I'm a puny, 90-pound singleton with a single parent. We could have camped inside the Foton MP-X for days, and mother and I wouldn't bump into each other. That may sound exaggerated, but really, if there's one thing the MP-X offers, it's space. Lots of it.
On the day I planned to take the MP-X on an out-of-town drive with my mom, we were swarmed by relatives and friends from Mindanao who were eager to see a part of Luzon that wasn't the cramped and busy Metro Manila.
The drive south was hell with the Skyway extension still in the works. The MP-X's diesel-fed engine was literally groaning as it pushed through slow-moving traffic. It was just as well. I dreaded shifting gears because it meant having to push half of my body weight against the Foton's stick.
The same goes with the horn. It requires more than just thumb movement. Honking takes too much effort that once, on my way home, I had second thoughts about blasting at two inconsiderate schmucks on motorcycles who were talking to each other while riding side by side and slowing down everyone else behind them.

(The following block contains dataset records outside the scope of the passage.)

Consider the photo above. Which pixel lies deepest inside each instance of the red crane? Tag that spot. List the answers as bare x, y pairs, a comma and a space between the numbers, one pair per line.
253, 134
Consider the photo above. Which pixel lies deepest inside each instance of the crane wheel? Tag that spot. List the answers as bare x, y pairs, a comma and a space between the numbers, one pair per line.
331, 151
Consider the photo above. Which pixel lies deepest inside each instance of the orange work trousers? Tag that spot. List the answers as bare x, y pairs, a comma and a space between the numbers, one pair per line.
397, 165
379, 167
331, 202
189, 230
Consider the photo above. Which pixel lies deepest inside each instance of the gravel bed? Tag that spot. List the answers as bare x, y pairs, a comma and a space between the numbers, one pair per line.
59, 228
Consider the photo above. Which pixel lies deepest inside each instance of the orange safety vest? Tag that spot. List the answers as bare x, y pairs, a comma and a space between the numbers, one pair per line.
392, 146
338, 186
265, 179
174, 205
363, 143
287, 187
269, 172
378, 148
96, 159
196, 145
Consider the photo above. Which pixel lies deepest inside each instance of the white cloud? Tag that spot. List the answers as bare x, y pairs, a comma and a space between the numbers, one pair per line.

Looking back, I could have easily just cooled off by amusing myself with the mysterious dashboard-mounted monitor. Right in the middle of it is the van's image with lines streaming constantly on its sides. The lines seem to disappear when you step on the brakes, so I'm assuming it indicates your motion--not that you should notice, especially when you're the one driving.
The monitor isn't exactly a pointless device. It also shows the temperature inside and outside of the van, as well as the distance between you and what you might end up crushing if you ignore the beeping backing-up sensor.
There are a few other kinks like the huge headrests on the second row that block the driver's rearward view; the plastic-looking badges bearing the Foton logo; and--for P1.12 million--the lack of a mirror on the sunvisor (an observation that came from a female passenger).
Still, the MP-X is one solid ride. It can get you to your destination without much hassle. That it seems incapable of going really fast is a plus, particularly when you're with your entire family on a road trip. After all, you wouldn't want your loved ones figuring in a high-speed accident. But if we're talking about an ex whom you'd rather not see again, make him ride a Chinese car and make sure he forgets to wear his seatbelt.
It may be a little too early to tell if Foton is the brand that would remove the Philippine market's biases against Chinese vehicles. But from what I've observed, it's definitely not a bad start.